# Korean Covid 19 infection percentage prediction

As we find the regression model in each clusters, now I'd like to use them to predict Korean Covid-19 infection percentage.

##### Here, I used data from US_state_hospitalbeds to fit modules and team-made Korean data.

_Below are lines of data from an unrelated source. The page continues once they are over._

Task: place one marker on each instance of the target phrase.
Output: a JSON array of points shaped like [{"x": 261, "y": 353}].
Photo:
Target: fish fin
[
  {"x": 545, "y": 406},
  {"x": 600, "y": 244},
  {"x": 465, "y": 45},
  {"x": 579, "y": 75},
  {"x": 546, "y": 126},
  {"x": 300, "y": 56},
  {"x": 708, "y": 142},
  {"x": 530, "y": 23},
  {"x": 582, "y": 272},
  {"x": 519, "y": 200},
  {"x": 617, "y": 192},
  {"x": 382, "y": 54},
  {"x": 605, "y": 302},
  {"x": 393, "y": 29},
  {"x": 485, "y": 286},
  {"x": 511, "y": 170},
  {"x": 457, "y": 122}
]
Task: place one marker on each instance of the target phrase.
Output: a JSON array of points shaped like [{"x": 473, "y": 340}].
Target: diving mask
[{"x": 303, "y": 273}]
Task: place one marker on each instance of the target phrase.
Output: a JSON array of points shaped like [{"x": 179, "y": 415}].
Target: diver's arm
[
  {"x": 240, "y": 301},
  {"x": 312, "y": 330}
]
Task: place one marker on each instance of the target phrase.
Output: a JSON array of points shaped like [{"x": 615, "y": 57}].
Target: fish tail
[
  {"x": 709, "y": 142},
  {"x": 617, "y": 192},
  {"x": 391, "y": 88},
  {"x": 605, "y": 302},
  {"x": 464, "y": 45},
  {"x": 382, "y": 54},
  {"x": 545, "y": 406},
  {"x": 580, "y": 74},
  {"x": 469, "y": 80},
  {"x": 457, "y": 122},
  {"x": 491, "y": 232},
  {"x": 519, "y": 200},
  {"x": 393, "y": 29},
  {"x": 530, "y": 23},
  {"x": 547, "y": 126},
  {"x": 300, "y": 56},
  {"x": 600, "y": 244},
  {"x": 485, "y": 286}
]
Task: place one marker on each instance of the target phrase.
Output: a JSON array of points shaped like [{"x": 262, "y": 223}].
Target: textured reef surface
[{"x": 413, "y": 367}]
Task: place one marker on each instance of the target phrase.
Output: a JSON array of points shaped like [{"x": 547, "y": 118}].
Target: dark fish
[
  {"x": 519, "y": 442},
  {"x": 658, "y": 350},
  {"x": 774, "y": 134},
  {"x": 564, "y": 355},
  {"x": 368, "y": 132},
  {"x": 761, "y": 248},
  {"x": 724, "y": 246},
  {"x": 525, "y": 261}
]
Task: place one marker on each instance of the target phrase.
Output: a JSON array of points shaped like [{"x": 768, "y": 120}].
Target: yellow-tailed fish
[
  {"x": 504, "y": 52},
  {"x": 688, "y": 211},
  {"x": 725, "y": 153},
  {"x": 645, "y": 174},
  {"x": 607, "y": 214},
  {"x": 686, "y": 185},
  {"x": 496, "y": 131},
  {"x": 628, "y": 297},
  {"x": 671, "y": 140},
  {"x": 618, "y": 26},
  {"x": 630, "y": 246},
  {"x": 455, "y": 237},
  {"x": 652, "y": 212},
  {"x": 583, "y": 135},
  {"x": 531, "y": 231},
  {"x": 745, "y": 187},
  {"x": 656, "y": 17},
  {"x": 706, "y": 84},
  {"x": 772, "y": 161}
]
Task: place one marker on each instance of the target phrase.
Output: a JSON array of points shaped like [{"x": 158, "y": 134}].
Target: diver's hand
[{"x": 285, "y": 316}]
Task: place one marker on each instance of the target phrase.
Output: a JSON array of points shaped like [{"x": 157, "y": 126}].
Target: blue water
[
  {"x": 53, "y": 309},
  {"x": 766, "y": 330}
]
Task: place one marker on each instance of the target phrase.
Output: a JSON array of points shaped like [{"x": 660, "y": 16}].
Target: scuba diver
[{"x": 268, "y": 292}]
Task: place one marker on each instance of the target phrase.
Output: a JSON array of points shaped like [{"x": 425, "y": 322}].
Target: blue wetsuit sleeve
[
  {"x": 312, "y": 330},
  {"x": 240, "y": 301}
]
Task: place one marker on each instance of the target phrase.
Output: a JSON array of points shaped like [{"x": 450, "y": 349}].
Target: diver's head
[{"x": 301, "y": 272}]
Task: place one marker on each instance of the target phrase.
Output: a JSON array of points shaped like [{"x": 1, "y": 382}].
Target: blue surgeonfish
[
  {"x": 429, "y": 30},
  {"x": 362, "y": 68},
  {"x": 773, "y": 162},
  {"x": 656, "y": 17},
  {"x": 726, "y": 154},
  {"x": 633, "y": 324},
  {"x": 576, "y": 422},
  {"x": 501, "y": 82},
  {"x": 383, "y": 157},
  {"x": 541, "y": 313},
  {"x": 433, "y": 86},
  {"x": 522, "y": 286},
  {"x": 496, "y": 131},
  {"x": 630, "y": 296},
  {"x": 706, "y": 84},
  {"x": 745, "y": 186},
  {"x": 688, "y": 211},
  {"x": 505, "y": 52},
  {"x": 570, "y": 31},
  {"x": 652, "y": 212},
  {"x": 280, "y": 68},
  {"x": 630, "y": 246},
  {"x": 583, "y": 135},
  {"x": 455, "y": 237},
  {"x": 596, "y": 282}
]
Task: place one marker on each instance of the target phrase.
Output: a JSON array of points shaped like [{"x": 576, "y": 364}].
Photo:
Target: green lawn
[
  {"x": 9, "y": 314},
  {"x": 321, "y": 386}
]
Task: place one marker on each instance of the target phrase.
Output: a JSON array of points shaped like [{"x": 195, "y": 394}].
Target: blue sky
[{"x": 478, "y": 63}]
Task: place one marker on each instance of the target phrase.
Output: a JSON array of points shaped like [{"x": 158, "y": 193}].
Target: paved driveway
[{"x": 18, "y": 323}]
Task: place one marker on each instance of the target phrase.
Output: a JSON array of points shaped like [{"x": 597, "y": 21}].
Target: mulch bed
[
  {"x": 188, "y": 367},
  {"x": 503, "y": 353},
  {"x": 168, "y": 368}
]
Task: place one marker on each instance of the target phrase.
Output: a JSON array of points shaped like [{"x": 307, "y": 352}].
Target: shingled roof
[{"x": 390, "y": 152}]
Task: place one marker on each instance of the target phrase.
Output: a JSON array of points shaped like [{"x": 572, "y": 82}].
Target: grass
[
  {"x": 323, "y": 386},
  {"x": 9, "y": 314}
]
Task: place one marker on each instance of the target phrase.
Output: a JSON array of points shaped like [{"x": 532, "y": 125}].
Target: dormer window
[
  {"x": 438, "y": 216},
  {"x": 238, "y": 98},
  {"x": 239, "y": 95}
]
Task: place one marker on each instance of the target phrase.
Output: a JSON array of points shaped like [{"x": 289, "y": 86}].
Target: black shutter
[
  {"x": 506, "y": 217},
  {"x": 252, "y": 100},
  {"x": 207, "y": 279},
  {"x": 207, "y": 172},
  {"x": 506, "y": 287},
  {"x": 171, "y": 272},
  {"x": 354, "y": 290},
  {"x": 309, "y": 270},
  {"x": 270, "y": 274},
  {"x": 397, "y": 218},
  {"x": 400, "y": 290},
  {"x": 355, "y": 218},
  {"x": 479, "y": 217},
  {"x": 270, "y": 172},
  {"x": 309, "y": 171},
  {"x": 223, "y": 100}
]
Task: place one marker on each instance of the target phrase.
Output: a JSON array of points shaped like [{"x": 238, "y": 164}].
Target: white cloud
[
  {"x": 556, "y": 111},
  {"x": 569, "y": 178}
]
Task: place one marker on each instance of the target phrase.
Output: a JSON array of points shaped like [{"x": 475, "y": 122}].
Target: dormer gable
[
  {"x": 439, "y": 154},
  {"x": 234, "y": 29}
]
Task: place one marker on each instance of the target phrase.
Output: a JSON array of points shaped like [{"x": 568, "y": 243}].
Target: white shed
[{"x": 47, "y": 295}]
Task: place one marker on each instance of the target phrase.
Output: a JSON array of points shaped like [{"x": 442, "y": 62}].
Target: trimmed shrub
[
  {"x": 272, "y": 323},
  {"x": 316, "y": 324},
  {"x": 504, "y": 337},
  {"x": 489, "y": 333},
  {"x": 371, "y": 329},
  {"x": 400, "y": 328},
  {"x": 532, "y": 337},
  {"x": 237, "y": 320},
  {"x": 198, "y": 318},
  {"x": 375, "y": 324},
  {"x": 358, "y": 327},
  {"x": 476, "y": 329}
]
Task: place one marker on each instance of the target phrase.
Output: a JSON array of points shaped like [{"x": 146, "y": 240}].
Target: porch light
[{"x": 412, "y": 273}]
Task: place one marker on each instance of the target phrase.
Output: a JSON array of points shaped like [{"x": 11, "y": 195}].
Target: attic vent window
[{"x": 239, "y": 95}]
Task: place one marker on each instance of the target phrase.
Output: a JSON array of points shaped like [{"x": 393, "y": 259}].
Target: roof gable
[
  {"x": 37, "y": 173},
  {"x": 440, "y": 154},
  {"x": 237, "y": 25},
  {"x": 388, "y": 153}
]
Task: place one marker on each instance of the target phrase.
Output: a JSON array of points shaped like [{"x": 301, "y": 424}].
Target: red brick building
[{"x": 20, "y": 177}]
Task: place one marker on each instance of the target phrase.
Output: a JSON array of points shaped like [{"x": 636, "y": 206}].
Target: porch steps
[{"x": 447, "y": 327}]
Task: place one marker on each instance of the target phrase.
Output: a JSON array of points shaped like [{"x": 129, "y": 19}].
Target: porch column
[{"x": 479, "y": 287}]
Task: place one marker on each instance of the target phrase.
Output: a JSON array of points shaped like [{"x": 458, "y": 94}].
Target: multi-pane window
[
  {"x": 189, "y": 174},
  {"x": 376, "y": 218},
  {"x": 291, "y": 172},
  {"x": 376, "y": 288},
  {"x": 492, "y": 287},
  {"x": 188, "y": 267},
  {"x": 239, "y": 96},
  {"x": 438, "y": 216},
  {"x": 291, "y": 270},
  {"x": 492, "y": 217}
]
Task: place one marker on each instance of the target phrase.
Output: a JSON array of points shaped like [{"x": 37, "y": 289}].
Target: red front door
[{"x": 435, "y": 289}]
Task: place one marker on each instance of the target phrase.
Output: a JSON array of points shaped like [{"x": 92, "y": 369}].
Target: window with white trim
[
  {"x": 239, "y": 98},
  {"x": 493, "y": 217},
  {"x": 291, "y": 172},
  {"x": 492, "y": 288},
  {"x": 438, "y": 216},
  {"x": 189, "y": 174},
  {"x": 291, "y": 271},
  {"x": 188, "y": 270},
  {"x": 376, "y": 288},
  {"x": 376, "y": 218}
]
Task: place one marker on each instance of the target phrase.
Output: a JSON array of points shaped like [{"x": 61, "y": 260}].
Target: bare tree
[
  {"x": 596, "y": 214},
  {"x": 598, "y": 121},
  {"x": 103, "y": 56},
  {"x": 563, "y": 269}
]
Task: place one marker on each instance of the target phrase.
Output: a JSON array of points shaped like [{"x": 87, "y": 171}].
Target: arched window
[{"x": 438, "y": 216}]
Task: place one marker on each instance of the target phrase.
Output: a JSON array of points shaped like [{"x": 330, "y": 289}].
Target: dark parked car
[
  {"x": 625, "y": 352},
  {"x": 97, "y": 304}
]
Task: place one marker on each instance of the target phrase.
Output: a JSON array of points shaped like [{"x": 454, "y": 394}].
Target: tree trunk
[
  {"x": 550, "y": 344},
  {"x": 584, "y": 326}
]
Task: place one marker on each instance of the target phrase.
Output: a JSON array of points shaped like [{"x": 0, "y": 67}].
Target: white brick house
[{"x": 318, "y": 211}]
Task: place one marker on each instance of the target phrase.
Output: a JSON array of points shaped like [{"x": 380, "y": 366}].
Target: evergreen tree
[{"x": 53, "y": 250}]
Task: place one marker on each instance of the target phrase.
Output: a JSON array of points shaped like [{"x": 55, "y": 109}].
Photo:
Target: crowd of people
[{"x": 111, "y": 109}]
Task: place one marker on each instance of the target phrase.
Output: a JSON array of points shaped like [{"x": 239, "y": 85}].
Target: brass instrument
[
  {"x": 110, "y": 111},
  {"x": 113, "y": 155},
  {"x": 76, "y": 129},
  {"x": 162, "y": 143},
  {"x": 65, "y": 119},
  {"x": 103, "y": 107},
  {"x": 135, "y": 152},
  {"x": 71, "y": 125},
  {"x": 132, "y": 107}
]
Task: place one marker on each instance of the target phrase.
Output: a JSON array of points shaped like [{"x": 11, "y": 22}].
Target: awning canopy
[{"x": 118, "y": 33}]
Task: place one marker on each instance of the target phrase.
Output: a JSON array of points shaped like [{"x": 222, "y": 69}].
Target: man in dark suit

## 1. Fit Cluster and Linear Regression Model

### Fitting Cluster

In [1]:
import numpy as np
import pandas as pd

In [2]:
# Load cluster data
data_1=pd.read_csv("datasets/population_beds.csv")
data_1.drop(['Unnamed: 0'],axis=1,inplace=True)
data_1.head()

Unnamed: 0,State,LandArea,Density,Population,Total Hospital Beds,Total ICU Beds
0,Alabama,50645,97.4271,4934193,14793.0,1903.0
1,Alaska,570641,1.2694,724357,1583.0,130.0
2,Arizona,113594,66.2016,7520103,12590.0,1702.0
3,Arkansas,52035,58.3059,3033946,8560.0,908.0
4,California,155779,254.2929,39613493,68074.0,8105.0


In [5]:
# Fitting KMeans cluster module by "Total Hospital Beds" (n_clusters=3)
from sklearn.cluster import KMeans

kmeans=KMeans(n_clusters=3,random_state=144,max_iter=500)
kmeans.fit(data_1[["Total Hospital Beds"]])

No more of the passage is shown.